More details are emerging on the mayor's new plan to "end social promotion" in 8th grade. According to the New York Times, the 8th grade rules are "stricter" than those already in place in grades 3, 5, and 7 because students will have to pass all of their core subjects as well as score a 2 or higher on state tests. Last year, the Times reports, about a quarter of 8th graders failed to meet these standards.
No one's suggesting that a quarter of 8th graders will really have to stay in middle school, but as I noted yesterday, summer schools are sure to expand in 2009, when the first set of kids affected by the new policy finishes 8th grade. The Daily News notes that Chancellor Klein plans to head off "mass flunkings" by putting in place stronger intervention strategies earlier in middle school — but without new funds to support those strategies, it's not clear how schools with lots of struggling students will be able to offer intensive support to their weakest students and at the same time scale up their advanced offerings, as a policy announced last summer is requiring them to do.

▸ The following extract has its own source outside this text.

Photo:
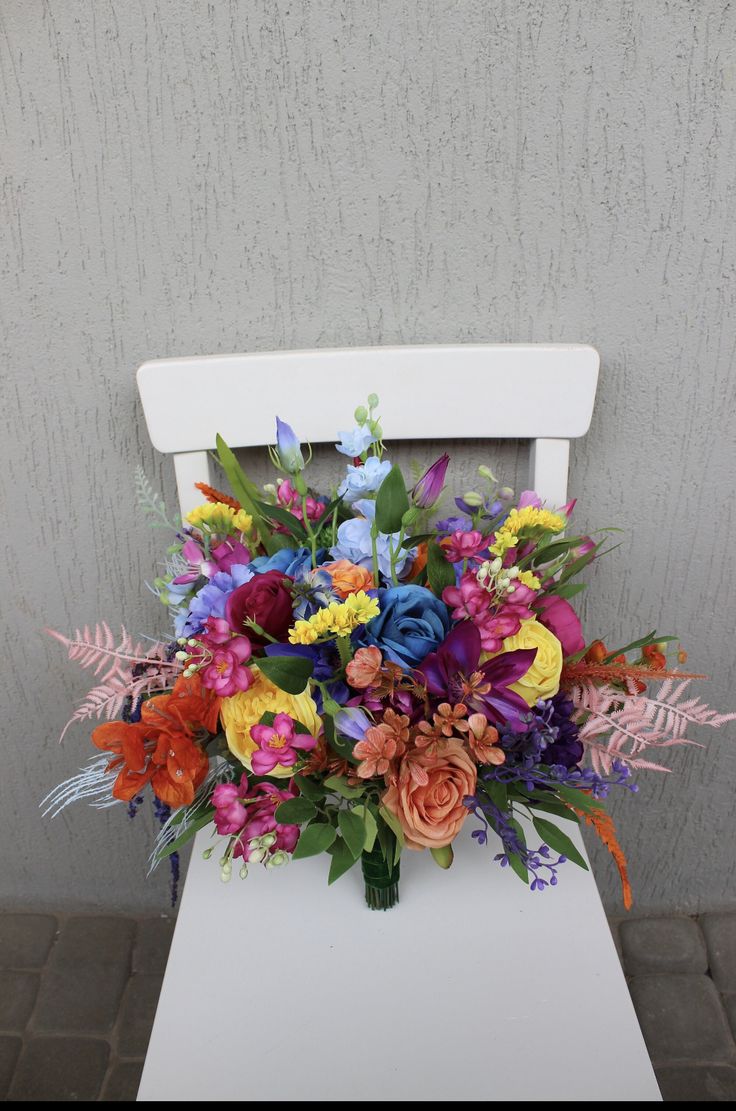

Advocates for Children Director Kim Sweet told the Daily News, "We're very concerned that kids are being stuck in the eighth grade who can't meet the requirements to graduate currently and are already over-age and unable to get into high school." The new policy could exacerbate that problem.
Fortunately, the Times has some small consolation for advocates and over-age kids, noting, "Officials said it was unlikely that eighth graders who had already been held back twice would be retained a third time."